A Harvard and Princeton educated lawyer, who has graced Vanity Fair's best dressed list, Michelle Obama draws audiences of over a thousand, even when she's campaigning on her own.
Her authentic African-American background also gives 47-year-old Barack Obama, who is from mixed Kenyan and white parentage, a broader appeal in Black America.
But, as most political spouses find out sooner or later, public life involves taking the bouquets along with the brickbats.
Michelle has been the subject of countless columns and websites and jokes. Fox News dubbed her as Barack's "baby mama". It later had to apologise for referring to Michelle's affectionate onstage fist bump with her husband as a "terrorist fist jab."
"Michelle Obama unfortunately becomes a very easy target. The whole idea of the first lady is a white woman who is the mother of the country and can a black woman be the mother of the country," Manning Marable fro Columbia University said.
Michelle is still new to politics an had strayed from the script in the past. In an extempore speech in February she said, "For the first time in my adult life I feel really proud of my country."
The Republican Party immediately picked up on what they alleged was a lack of patriotism in the Democratic Presidential nominee's wife.
This, coupled with Reverend Wright's inflammatory criticism of America when he was the Obama's pastor, has been a major bump in the Illinois senator's meteoric rise to the nomination.
Latest polls show that 35 per cent of voters have questions about how patriotic Obama is.
"The play book for discrediting a female candidate is to show that she is weak to discredit a black candidate you have to show that he is unpatriotic. As a person of colour, a black man Obama's patriotism is constantly called into question," said Carmen Racilicious.
Direct and plainspoken, with an edgy sense of humour, Michelle has also been derided for being too frank, like when she divulged that her husband, Barack Obama, unchivalrously leaves his laundry on the floor and sports bad morning breath. Some observers even detect an air of entitlement in Mrs Obama
Ironically, the mother of two has a lot in common with her husbands former opponent Hillary Clinton who was the target of much criticism for not fitting into the mold of a conventional first lady.
"Although the public is well aware that women today are breadwinners and career women and all that she needs to be subordinate. That was challenge that Hillary Clinton had. Michelle Obama should not be as vocal in the white house. It's enough that the president be vocal," said an image consultant.

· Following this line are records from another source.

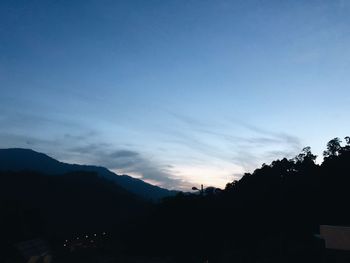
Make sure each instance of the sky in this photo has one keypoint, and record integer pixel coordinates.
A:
(177, 93)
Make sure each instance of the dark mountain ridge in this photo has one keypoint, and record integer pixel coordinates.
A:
(18, 159)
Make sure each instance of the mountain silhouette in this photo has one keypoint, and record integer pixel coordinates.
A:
(18, 159)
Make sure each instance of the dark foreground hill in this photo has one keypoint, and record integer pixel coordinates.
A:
(28, 160)
(34, 204)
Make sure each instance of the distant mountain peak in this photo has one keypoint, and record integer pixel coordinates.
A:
(21, 159)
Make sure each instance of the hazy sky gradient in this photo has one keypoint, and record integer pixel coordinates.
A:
(174, 92)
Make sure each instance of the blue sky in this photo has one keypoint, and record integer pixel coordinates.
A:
(177, 93)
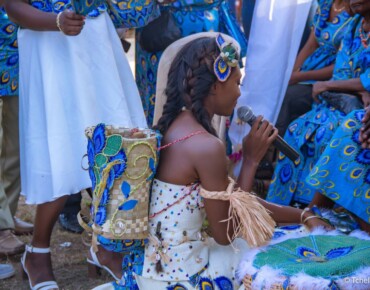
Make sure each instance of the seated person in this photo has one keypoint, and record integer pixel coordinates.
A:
(192, 180)
(311, 133)
(315, 61)
(342, 174)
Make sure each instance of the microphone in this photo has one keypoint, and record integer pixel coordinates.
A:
(245, 114)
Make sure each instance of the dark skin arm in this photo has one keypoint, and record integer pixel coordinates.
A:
(29, 17)
(212, 171)
(365, 130)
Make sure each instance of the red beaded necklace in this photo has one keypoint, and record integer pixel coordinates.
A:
(362, 35)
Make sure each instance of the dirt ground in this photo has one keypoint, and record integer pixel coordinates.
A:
(69, 262)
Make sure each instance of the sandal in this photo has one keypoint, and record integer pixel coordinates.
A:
(94, 266)
(47, 285)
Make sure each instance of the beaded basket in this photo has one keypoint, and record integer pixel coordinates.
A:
(122, 164)
(317, 260)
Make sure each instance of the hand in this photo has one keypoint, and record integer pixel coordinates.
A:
(259, 139)
(295, 78)
(315, 222)
(317, 89)
(71, 23)
(365, 130)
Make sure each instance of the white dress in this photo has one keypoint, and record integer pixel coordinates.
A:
(190, 259)
(68, 83)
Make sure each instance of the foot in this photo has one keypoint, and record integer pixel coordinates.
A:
(10, 244)
(6, 271)
(21, 227)
(109, 259)
(69, 222)
(39, 268)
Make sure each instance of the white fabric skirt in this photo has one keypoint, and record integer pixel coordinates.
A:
(68, 83)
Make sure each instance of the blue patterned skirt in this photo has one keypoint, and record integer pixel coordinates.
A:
(343, 173)
(309, 135)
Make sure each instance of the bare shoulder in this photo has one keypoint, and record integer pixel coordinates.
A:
(209, 159)
(207, 145)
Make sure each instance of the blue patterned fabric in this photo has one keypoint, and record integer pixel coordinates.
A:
(133, 13)
(8, 56)
(57, 6)
(311, 133)
(328, 34)
(191, 16)
(343, 171)
(133, 260)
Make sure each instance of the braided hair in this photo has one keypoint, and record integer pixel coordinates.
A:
(190, 80)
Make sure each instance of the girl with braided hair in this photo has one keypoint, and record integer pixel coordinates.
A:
(192, 180)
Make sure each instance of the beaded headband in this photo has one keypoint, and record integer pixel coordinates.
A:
(227, 59)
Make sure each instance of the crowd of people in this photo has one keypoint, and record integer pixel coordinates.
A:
(63, 72)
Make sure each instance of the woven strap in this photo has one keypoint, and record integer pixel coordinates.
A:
(32, 249)
(182, 139)
(249, 219)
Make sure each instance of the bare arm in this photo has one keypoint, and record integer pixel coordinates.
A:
(212, 171)
(255, 146)
(365, 130)
(29, 17)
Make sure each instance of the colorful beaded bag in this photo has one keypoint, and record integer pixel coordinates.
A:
(122, 164)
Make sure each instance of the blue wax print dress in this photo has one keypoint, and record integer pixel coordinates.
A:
(191, 16)
(8, 56)
(68, 83)
(343, 171)
(312, 132)
(328, 34)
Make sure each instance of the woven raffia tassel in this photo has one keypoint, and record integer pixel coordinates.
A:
(249, 218)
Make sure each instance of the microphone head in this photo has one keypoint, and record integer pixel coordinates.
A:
(245, 114)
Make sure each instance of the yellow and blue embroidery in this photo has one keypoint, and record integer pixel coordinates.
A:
(8, 56)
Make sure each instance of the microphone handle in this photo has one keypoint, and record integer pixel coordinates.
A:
(280, 143)
(285, 148)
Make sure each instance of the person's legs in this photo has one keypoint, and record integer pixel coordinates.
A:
(68, 217)
(9, 160)
(297, 101)
(38, 265)
(6, 220)
(9, 243)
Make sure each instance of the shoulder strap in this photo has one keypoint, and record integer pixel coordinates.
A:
(182, 139)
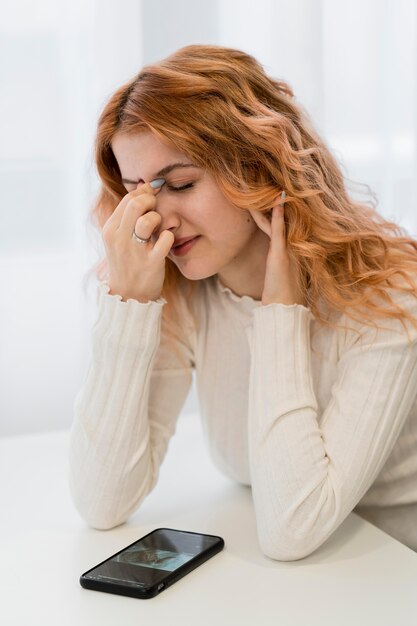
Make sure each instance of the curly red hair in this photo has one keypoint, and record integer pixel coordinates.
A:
(218, 106)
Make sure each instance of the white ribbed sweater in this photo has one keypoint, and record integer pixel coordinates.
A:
(317, 420)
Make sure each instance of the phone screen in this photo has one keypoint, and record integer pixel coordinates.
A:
(152, 559)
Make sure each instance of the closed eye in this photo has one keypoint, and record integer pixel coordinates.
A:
(183, 188)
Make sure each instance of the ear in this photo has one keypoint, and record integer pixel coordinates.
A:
(262, 220)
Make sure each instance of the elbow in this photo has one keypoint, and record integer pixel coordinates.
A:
(98, 517)
(281, 546)
(97, 512)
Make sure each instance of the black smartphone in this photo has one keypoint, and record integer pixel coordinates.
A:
(151, 564)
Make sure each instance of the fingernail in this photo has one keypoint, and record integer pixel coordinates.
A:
(157, 183)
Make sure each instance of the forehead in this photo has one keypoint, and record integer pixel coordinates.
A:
(143, 154)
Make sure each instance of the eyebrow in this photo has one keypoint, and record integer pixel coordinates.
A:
(163, 172)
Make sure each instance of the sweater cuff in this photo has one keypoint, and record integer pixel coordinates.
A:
(127, 324)
(281, 353)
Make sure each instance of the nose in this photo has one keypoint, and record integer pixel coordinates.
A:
(168, 209)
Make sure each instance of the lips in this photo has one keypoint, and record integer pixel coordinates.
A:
(183, 245)
(181, 240)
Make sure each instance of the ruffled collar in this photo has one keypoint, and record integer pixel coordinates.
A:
(247, 300)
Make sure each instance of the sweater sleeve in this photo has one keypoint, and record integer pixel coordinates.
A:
(309, 470)
(139, 376)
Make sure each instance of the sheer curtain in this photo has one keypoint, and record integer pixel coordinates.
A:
(351, 64)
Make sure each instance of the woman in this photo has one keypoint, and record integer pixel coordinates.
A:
(233, 247)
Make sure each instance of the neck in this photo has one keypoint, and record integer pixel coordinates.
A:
(246, 276)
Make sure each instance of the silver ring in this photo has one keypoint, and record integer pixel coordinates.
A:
(139, 239)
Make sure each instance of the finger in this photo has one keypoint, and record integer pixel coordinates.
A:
(115, 219)
(163, 244)
(277, 221)
(147, 224)
(136, 208)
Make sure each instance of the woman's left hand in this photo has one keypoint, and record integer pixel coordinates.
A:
(281, 284)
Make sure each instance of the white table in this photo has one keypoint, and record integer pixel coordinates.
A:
(360, 576)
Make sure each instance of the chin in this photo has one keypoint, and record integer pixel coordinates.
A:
(197, 273)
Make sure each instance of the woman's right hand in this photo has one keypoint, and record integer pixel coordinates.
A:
(136, 270)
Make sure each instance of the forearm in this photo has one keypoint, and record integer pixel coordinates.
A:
(310, 468)
(113, 463)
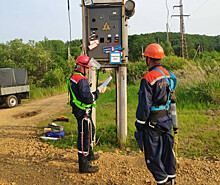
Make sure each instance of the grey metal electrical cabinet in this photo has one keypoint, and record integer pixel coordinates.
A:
(105, 29)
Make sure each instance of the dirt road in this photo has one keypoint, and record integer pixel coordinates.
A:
(24, 159)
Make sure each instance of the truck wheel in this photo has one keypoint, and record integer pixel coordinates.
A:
(11, 101)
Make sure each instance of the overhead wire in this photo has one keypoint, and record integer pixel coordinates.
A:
(199, 7)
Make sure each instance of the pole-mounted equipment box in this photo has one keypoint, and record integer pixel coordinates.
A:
(104, 32)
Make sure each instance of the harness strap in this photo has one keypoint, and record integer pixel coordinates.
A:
(167, 106)
(78, 103)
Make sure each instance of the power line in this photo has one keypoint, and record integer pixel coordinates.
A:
(199, 7)
(68, 4)
(184, 52)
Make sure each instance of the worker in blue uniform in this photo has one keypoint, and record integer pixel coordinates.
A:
(154, 118)
(81, 100)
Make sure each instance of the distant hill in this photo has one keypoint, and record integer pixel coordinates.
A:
(137, 42)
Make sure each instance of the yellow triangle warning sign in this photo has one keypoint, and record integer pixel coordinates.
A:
(106, 27)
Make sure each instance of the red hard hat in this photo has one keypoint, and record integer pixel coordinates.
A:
(154, 51)
(83, 60)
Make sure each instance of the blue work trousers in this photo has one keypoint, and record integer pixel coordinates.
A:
(84, 142)
(159, 155)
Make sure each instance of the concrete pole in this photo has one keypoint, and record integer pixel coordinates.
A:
(92, 79)
(92, 73)
(123, 82)
(123, 104)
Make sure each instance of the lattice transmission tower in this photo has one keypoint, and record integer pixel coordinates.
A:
(183, 48)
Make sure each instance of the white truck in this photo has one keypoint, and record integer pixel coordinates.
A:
(14, 86)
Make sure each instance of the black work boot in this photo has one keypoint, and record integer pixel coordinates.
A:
(91, 169)
(93, 158)
(172, 181)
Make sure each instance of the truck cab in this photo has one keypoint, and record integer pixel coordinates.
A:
(14, 86)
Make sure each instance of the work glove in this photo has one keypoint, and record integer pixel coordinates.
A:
(102, 89)
(140, 127)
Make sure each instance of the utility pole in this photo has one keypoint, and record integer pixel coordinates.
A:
(183, 50)
(105, 38)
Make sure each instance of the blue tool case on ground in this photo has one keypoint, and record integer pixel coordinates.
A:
(55, 134)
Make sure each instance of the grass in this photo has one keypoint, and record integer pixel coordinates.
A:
(198, 119)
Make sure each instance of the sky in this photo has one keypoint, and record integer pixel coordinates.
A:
(36, 19)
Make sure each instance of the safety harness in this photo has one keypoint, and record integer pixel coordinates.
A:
(78, 103)
(86, 108)
(172, 85)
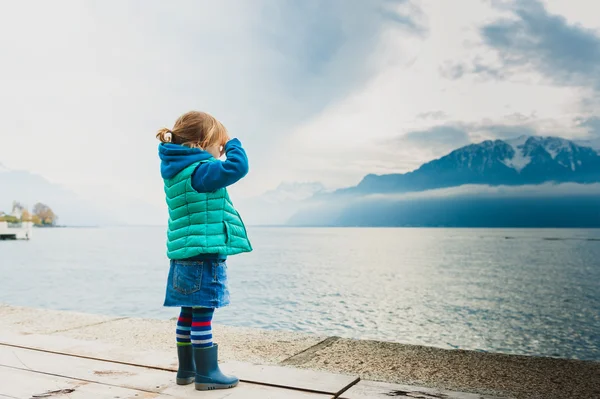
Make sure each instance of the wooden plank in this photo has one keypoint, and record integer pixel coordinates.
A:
(372, 389)
(26, 384)
(92, 349)
(149, 381)
(308, 380)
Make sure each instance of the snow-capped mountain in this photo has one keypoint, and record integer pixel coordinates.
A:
(519, 161)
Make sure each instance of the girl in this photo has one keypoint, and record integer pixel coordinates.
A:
(204, 228)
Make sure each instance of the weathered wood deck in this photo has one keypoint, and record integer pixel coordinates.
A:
(68, 368)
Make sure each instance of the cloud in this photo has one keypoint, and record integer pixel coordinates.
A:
(86, 84)
(591, 124)
(432, 115)
(438, 138)
(482, 191)
(566, 53)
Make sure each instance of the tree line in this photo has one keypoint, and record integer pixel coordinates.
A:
(41, 215)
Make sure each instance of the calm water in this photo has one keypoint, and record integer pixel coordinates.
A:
(515, 291)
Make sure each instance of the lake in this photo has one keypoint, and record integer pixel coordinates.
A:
(523, 291)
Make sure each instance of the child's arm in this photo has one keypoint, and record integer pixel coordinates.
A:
(211, 176)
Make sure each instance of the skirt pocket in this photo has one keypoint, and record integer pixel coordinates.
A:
(187, 277)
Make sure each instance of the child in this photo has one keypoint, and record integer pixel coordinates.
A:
(204, 228)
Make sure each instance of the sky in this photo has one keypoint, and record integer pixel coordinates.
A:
(317, 91)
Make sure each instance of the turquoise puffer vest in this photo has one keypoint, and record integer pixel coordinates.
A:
(202, 223)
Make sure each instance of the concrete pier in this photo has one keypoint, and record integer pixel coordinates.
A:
(75, 355)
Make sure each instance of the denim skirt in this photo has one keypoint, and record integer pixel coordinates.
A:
(197, 283)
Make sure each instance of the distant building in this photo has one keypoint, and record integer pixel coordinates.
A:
(17, 210)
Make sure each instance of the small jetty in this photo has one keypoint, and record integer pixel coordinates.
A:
(15, 231)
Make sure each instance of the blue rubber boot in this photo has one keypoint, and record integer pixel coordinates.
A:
(208, 374)
(186, 371)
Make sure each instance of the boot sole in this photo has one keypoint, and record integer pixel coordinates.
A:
(210, 387)
(185, 381)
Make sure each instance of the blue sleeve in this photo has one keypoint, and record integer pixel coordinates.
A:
(211, 176)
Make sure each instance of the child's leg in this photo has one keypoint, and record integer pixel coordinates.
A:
(186, 371)
(202, 327)
(184, 327)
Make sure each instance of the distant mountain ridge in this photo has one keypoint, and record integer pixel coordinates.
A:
(523, 182)
(524, 160)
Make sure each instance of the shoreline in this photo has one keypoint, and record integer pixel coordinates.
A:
(482, 373)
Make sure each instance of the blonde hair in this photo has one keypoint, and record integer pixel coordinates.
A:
(196, 130)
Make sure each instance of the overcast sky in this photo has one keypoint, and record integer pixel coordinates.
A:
(325, 90)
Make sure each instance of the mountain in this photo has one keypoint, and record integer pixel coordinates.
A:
(29, 188)
(276, 206)
(522, 182)
(520, 161)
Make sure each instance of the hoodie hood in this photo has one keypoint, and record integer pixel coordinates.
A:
(175, 158)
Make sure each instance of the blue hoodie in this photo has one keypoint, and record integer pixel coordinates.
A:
(208, 176)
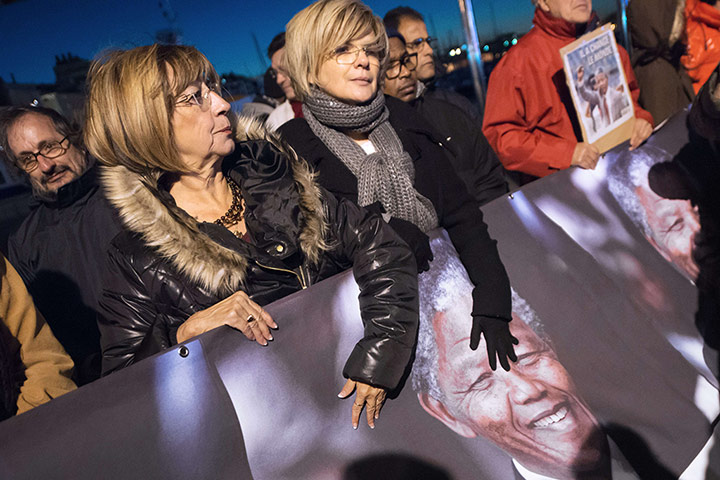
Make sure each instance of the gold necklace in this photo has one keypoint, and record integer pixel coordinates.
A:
(234, 215)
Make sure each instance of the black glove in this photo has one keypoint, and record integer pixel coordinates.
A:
(416, 239)
(498, 338)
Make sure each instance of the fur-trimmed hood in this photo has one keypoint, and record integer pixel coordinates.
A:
(280, 195)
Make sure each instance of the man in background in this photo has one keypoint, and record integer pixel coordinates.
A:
(465, 145)
(34, 368)
(59, 250)
(529, 118)
(411, 25)
(290, 108)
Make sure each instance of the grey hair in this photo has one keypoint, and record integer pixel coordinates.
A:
(439, 289)
(626, 174)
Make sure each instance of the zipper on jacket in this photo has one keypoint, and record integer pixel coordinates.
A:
(300, 277)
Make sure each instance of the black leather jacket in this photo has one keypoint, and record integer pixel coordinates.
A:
(300, 234)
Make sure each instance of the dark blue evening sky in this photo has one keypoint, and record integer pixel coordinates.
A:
(32, 32)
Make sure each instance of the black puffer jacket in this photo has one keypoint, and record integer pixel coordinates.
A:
(457, 211)
(300, 233)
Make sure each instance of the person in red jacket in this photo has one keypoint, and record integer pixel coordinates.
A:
(529, 118)
(703, 40)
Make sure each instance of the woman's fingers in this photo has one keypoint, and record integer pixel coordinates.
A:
(251, 319)
(347, 389)
(380, 403)
(367, 397)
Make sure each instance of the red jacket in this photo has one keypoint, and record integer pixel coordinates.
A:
(529, 118)
(703, 41)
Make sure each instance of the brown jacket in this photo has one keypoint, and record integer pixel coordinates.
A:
(24, 331)
(665, 86)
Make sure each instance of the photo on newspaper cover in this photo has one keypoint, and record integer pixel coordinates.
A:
(598, 87)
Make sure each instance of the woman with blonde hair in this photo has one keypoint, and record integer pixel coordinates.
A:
(221, 220)
(376, 151)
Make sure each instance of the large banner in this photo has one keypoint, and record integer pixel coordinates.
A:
(612, 381)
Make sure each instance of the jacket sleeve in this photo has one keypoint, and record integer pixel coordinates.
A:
(489, 174)
(47, 367)
(519, 141)
(385, 270)
(132, 326)
(461, 216)
(634, 87)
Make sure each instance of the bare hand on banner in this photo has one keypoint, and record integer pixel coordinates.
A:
(367, 396)
(641, 131)
(237, 311)
(585, 156)
(498, 339)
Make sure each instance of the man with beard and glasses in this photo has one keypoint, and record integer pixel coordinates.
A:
(533, 412)
(468, 150)
(411, 25)
(60, 248)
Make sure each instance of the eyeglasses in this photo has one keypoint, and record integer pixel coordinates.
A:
(417, 44)
(29, 161)
(200, 98)
(274, 72)
(408, 60)
(347, 55)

When she steps up to the podium to make her speech on the opening night of the Democratic convention, Michelle Obama will be sending out a message that she's embraced the role of aspiring first lady and the scrutiny that comes with it.
Yet, this can only be the beginning of her own campaign to win America's trust.
In the final weeks before the election she faces the unenviable task of either changing the way America views its first ladies or fitting into a role she is not best suited to play.
Anything else would impose a heavy burden on a presidential candidate who is already seen as being an unorthodox choice, on personal attributes.